Thursday, February 21, 2008

Topping the charts

Long time no blog, sorry!

So what have I been doing? Well, what I'd like to share with you is some hacking of the charting facility in ECJ.

ECJ's distribution contains some references to the inclusion of JFreeChart and iText, which will enable the production of "publication quality charts". OK, I'm all for it, but then come the caveats. "We don't use the Console app much." "We don't really use that."

So what we've got is the linkage to a good free package for charting, but only the sketchiest pointers on how to integrate it into your ECJ experiments.

There were two things about "publication quality" charts that I wanted to do right away. First, charts in journal articles often show multiple data series on the same chart. Second, data published in journal articles is usually averaged over a significant number of GA runs. ECJ doesn't contain an example of either of these things out of the box.

I've hacked together an example of the first functionality. Now I can chart the best of generation, worst, mean, and standard deviation all on the same chart.

I ran my BinInt experiment with the new chart to show that it worked. Wow! So much nicer than looking at the simple statistics!

One thing that jumps out immediately is that the experiment is wasting more than half its function evaluations because the population has converged. While we can guess this is happening when we see the best of generation fitness stall at a particular value, charting the worst, mean and standard deviation makes it completely obvious that before generation 45 (of 100) the entire population is a single genotype.

(Remember, this is a selectorecombinative GA experiment, so there is no mutation to rescue the population. We expect the population to converge well short of the optimum due to domino convergence and drift, and it does.)

Function evaluations are the currency of evolutionary algorithms. While many systems (including ECJ) let you stop a run if a known optimum is reached, stopping on a convergence criterion seems to be just as useful. I'm not sure why this is not more common, since the bookkeeping necessary is not that great an overhead. In general, you can trust the computational cost of the function evaluations to swamp the cost of the algorithm itself.
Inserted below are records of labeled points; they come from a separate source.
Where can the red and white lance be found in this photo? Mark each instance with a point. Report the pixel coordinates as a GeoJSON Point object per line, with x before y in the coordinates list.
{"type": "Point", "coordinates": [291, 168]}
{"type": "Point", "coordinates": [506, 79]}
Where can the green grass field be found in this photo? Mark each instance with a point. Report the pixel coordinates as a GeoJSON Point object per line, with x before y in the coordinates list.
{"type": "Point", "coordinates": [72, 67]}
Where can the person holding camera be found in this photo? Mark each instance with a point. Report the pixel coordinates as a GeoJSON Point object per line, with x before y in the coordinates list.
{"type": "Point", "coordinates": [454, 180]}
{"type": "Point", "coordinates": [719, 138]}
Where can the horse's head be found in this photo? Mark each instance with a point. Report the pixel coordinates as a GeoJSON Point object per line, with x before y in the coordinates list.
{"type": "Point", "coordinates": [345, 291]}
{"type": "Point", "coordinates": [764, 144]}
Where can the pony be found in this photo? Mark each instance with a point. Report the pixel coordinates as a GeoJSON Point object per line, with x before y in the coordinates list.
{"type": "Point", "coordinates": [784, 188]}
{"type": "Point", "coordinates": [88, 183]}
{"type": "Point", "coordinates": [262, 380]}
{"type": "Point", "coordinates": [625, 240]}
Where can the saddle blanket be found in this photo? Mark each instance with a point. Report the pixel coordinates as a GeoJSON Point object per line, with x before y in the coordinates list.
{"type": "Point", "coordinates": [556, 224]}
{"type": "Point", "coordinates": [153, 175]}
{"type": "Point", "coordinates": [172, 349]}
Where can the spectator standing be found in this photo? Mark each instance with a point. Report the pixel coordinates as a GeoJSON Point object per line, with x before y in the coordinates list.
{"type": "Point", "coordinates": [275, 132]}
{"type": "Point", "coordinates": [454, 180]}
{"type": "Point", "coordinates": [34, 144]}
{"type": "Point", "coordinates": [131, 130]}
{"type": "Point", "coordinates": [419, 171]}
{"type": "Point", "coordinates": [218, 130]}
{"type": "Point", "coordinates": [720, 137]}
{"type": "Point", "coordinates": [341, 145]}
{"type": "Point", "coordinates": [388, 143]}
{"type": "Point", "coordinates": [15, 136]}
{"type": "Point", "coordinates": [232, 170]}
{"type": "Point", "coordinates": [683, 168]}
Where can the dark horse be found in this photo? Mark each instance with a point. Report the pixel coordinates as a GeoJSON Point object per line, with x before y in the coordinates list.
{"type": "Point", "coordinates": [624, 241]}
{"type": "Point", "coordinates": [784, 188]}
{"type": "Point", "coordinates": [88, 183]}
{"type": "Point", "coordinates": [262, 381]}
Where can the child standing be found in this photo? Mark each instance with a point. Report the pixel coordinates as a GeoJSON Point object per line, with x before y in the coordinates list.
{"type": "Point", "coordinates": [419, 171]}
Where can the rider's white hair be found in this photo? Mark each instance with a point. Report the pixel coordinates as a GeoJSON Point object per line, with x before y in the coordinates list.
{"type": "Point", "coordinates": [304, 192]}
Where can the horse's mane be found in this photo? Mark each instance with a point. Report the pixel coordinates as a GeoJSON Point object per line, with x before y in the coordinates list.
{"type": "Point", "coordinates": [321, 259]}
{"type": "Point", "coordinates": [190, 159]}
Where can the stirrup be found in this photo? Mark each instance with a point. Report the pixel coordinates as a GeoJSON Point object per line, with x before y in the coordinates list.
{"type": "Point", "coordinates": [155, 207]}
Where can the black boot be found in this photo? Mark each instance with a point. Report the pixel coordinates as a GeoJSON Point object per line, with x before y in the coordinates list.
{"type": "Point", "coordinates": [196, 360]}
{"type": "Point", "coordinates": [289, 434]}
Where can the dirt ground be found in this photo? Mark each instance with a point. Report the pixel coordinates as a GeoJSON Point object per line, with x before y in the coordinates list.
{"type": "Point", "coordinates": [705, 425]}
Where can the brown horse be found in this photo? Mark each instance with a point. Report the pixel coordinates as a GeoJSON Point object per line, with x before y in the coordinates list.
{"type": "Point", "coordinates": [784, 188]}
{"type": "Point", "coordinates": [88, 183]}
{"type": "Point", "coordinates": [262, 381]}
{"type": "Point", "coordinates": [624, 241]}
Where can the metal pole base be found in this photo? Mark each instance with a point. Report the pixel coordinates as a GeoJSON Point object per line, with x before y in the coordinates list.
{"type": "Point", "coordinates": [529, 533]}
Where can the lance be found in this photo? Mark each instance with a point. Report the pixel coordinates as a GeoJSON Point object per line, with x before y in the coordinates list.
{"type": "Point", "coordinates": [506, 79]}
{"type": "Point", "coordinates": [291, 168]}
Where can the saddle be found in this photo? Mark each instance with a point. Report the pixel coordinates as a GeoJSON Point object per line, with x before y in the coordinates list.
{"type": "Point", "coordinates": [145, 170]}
Now I'll start tinkering with the second issue, averaging over several runs. I'm going to hack this using the subpopulation mechanism of ECJ. Each subpopulation will be an independent run with a different random seed. However, the statistics gathering (and charting) mechanism can look across the values of each subpopulation and collect the statistics and average them. Is this the right way to do this? I'm not sure, but I'll try it!

1 comment:

Anonymous said...

Great stuff. Any chance of including code samples, or attaching source to your post? Would be fantastic if we could see how you've done this.